Broadly, as policymakers consider various approaches for addressing health care corporatization, SB 951 emphasizes an enduring question in health policy: Should regulation focus on the structure of ownership and governance or on the outcomes that the structure produces?5 Because certain organizational arrangements are understood to pose inherent risks to the public interest, structural oversight has been common in regulated sectors providing essential goods and services, such as banking, telecommunications, and energy. Regulators have historically also relied on structural oversight in health care. Yet recently, there has been movement away from structural regulation and toward outcomes-based oversight, which emphasizes metrics such as cost, access, and quality. Some commentators have argued, for example, that the risks associated with private equity involvement in health care can be mitigated by implementing value-based payment models, which theoretically align profit motives with population health goals. Outcomes-based approaches challenge assumptions that corporate influence over care delivery is inherently negative and that physicians are always reliable stewards of the public interest.

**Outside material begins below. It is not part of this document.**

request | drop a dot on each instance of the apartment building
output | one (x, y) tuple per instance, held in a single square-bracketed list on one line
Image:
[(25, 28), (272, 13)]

Structure-based approaches, on the other hand, aim to define clear boundaries for control, offering regulators a framework that can allow them to intervene even when outcomes are ambiguous or data are lagging. Structural approaches also prompt critical questions about the organization of health care — questions whose answers depend on subjective assessments. Who should own medical practices? As a matter of principle, does it matter whether medical entities are owned by the clinicians delivering the care or by investors? As the debates about SB 951 illustrate, a central policy challenge in the response to health care corporatization involves deciding whether to regulate on the basis of measurable outcomes or on the basis of values-based judgments about what forms of control should be allowed.
By targeting corporate-led MSOs, SB 951 offers a promising model for addressing the “friendly physician” workaround in state CPOM bans. California has since enacted a related law targeting private equity owners, reinforcing CPOM policies through transparency and oversight mechanisms. Oregon’s approach is more far-reaching in its structural prohibitions, though the law’s carve-outs will most likely limit its practical reach and may distort the competitive landscape. Whether the law curbs corporate influence or reinforces existing market asymmetries will depend on its enforcement, the industry’s response, and subsequent policies. Complementary strategies will almost certainly be needed for addressing corporatization in health care more broadly. These approaches will require normative decisions about what should be valued in the health care system, how the system should be organized, and whom it should benefit.